Various theoretical frameworks for modeling and control of robots that are subject to multiple
contacts have been proposed (e.g. Park and Khatib \cite{Park_ICRA2006}, Sentis et al.
\cite{Sentis_IROS2009} and Righetti et al. \cite{Righetti_ICRA2011}), but they have not
gone beyond end-effector contacts when tested on real platforms \cite{DelPrete_PhDThesis2013}.
One of the first schemes for model-based torque control was due to Khatib
\cite{Khatib_RoboticsAuto1987}, later extended and applied to humanoid robots.

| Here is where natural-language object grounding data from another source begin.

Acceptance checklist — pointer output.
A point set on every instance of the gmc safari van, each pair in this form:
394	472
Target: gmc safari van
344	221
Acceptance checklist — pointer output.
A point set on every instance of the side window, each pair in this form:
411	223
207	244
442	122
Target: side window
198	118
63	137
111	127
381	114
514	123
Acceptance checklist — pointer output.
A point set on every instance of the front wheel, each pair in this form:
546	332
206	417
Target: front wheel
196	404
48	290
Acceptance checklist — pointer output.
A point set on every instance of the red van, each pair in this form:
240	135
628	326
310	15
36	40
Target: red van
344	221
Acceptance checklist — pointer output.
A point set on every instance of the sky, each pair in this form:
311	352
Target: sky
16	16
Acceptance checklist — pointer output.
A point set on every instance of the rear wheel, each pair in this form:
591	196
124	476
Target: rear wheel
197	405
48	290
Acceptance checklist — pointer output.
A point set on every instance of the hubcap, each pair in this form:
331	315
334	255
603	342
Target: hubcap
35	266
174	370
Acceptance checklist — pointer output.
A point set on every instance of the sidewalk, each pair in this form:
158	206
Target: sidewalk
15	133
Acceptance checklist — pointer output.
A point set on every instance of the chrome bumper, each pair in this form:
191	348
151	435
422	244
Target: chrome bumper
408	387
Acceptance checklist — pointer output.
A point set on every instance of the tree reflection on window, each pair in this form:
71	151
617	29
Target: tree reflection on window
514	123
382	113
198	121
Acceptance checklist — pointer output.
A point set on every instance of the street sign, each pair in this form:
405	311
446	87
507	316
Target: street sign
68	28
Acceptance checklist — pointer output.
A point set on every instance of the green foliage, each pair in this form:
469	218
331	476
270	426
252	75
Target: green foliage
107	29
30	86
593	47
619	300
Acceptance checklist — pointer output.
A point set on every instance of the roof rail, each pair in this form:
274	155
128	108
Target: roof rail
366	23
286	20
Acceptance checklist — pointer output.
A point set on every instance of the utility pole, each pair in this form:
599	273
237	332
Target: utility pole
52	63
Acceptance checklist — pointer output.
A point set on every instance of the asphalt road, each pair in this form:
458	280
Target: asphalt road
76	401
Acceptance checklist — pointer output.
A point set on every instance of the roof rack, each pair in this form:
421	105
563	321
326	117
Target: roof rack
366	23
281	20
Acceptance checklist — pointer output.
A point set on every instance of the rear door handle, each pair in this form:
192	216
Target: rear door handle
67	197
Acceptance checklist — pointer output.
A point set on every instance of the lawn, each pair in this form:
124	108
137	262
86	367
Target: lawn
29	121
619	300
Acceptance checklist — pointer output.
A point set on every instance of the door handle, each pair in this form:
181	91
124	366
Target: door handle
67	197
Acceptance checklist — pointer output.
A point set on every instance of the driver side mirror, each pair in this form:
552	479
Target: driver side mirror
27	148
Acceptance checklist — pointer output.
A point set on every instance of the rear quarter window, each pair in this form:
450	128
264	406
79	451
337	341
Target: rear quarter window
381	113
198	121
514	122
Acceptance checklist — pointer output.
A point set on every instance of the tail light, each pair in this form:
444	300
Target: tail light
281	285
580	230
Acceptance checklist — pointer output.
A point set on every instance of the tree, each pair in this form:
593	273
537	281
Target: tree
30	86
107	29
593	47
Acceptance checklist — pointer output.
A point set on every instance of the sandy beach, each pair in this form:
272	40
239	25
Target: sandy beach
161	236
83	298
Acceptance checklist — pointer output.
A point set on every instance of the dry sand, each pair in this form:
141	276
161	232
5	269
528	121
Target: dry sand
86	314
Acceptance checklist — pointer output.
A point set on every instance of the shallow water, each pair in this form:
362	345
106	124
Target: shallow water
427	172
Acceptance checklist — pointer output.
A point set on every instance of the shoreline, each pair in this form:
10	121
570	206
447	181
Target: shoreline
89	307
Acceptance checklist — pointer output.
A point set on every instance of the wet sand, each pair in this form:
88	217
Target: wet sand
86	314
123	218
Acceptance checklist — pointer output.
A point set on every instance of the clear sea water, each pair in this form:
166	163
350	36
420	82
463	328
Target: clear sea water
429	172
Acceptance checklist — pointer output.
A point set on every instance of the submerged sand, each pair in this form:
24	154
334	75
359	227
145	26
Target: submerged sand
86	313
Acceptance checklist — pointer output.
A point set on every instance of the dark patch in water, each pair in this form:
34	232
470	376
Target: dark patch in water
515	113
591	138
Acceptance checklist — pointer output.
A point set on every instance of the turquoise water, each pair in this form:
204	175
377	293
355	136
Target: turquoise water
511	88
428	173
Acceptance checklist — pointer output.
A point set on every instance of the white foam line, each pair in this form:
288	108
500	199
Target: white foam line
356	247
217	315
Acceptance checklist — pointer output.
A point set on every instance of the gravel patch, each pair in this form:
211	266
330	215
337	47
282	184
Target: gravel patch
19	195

Such a framework allowed the specification of (a hierarchy of) multiple motion tasks,
and could handle the case of multiple non-coplanar ground contacts.
Then, joint torques were essentially found using unconstrained least squares (pseudo-inverse) techniques
\cite{DelPrete_PhDThesis2013}.
Examples of this type of scheme include the work of Hyon et al. \cite{Hyon_TransRobotics2007},
Righetti et al. \cite{Righetti_CLAWAR2010} and Mistry et al. \cite{Mistry_ICRA2010}
A consequence of this unconstrained optimization is that limitations due to unilateral ground contact
and friction cannot be taken into account directly \cite{Koolen_IJHR2016}.
Also, the control laws based on the assumption of no motion along the constrained directions can
generate constraint forces that are not physically feasible.
Righetti et al. \cite{Righetti_Humanoids2011} tried to solve this issue by using the constraint
redundancy to minimize a quadratic cost in the constraint forces, but still it couldn't guarantee
their physical consistency \cite{DelPrete_PhDThesis2013}.
A safer approach was to include inequality constraints into the control problem, as done by Saab et al.
\cite{Saab_ICRA2011} \cite{Saab_IROS2011} or later by Righetti and Schaal \cite{Righetti_Humanoids2012},
so that it allowed for unilateral contact constraints \cite{DelPrete_PhDThesis2013}.
This consideration naturally led to the use of constrained optimization techniques.
But, even though the friction cone constraints related to Coulomb friction were second-order cone
constraints, these second-order cones were often approximated using linear constraints, reducing the
problem of finding joint torques given motion tasks to a quadratic program (QP) \cite{Koolen_IJHR2016}.
This is computationally more expensive than a solution based on pseudo-inverses; however, it is
claimed that the computation time of the controller can be still less than 1 ms, and so perfectly
suitable for fast torque control loop \cite{DelPrete_PhDThesis2013}.
One limitation of works like the one of Del Prete \cite{DelPrete_PhDThesis2013} is that their control
framework didn't consider joint limits and motor torque limits.
These limits can be easily included in the control problem as inequality constraints, using the QP
solver to compute the control torques \cite{DelPrete_PhDThesis2013}, as it is done by Hopkins et al.
\cite{Hopkins_IJHR2016} and \cite{Koolen_IJHR2016}.